Spain passes measures to control Catalonia spending ahead of independence vote
| AFP Photo


Spain will tighten its oversight over spending by Catalonia to prevent the region from using funds to organise a banned independence referendum, Spanish Budget Minister Cristobal Montoro said Friday.

"We are guaranteeing that no payment from that administration goes towards an illegal activity," he told a news conference in a reference to an October 1 secession referendum in Catalonia which Madrid argues violates the constitution.

Montoro said Spain's central government will take over the payments of essential services and public workers' salaries in the wealthy northeastern region which has significant powers over matters such as education and healthcare.

This new system will allow the Spanish state to "replace the region for the majority of essential spending," he added.

Madrid was taking action because Catalonia's regional government has refused to comply with a request made back in July that it provide weekly instead of monthly accounts of its spending to ensure it was not using money to stage the contested referendum, Montoro said.

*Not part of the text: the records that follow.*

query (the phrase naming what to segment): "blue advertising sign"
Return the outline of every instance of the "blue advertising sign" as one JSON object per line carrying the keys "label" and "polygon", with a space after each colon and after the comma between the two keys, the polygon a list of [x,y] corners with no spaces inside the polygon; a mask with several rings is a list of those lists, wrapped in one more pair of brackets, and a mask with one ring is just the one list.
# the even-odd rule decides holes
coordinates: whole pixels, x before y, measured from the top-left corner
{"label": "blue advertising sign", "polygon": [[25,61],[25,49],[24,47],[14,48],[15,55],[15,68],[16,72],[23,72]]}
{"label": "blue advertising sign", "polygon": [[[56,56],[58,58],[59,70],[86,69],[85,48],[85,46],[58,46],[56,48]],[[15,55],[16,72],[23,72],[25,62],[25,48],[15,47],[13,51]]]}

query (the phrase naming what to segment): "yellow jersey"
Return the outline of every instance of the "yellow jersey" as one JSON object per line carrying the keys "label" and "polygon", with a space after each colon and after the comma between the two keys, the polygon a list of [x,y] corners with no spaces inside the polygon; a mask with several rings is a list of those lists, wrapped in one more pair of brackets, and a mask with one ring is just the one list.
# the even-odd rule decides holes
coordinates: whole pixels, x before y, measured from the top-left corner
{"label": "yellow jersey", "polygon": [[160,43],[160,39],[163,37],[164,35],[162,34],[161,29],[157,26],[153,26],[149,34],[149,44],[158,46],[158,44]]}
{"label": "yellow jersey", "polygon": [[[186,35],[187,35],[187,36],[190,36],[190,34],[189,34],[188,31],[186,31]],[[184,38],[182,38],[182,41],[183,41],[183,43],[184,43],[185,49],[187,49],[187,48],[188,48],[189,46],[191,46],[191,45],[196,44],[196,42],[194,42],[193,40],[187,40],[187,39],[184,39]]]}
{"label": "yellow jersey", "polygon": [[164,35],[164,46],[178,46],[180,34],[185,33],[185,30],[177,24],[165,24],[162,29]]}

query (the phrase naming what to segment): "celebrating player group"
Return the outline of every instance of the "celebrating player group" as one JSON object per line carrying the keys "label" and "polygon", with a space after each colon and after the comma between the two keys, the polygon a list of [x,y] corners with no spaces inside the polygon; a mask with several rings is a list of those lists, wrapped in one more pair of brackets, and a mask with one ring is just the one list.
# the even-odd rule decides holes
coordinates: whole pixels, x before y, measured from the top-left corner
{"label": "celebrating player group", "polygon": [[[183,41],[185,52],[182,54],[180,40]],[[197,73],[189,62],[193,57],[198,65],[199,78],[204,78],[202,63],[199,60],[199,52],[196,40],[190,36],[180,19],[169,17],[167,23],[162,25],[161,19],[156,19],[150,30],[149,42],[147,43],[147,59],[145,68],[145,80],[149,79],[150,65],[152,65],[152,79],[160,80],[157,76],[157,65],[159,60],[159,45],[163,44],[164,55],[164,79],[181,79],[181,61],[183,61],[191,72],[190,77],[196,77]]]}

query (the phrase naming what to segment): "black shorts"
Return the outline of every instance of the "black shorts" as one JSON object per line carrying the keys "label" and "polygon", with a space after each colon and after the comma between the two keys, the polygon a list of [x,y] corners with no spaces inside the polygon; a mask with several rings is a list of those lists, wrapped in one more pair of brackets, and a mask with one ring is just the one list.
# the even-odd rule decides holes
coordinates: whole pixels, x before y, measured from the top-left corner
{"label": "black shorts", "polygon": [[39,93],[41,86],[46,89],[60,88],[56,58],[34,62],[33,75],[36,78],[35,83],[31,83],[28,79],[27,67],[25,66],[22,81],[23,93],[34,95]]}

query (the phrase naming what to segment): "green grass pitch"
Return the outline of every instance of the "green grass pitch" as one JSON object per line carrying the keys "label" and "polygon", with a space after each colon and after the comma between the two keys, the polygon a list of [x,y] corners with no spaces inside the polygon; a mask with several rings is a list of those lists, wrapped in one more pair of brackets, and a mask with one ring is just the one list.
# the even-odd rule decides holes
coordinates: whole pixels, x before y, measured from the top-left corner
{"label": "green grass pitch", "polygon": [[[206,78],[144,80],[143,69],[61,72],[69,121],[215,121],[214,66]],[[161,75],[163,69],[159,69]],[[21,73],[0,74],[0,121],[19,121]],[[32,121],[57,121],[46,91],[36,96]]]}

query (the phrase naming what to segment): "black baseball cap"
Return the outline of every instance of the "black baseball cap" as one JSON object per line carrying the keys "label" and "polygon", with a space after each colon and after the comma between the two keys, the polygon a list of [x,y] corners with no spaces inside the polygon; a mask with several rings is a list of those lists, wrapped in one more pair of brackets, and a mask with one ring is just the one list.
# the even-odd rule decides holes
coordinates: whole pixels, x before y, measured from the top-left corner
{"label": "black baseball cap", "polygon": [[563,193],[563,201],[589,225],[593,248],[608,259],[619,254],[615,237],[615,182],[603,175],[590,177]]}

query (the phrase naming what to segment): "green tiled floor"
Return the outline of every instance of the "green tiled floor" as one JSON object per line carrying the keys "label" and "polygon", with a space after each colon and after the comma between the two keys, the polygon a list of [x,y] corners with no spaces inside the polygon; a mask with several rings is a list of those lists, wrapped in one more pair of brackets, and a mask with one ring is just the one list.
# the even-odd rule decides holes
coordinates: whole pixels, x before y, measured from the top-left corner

Catalonia's vice president Oriol Junqueras, who is in charge of budget affairs, sent a letter to Spain's central government saying he would not provide a weekly account of his government's spending.

Madrid in July threatened to cut off Catalonia's access to a credit line known as the Autonomous Liquidity fund that provides extra money to Spain's regional governments unless it met this obligation.

Catalonia has received 67 billion euros ($77.5 billion) from the credit line since it was set up, and is expected to collect 3.6 billion euros from it this year, according to Spain's central government.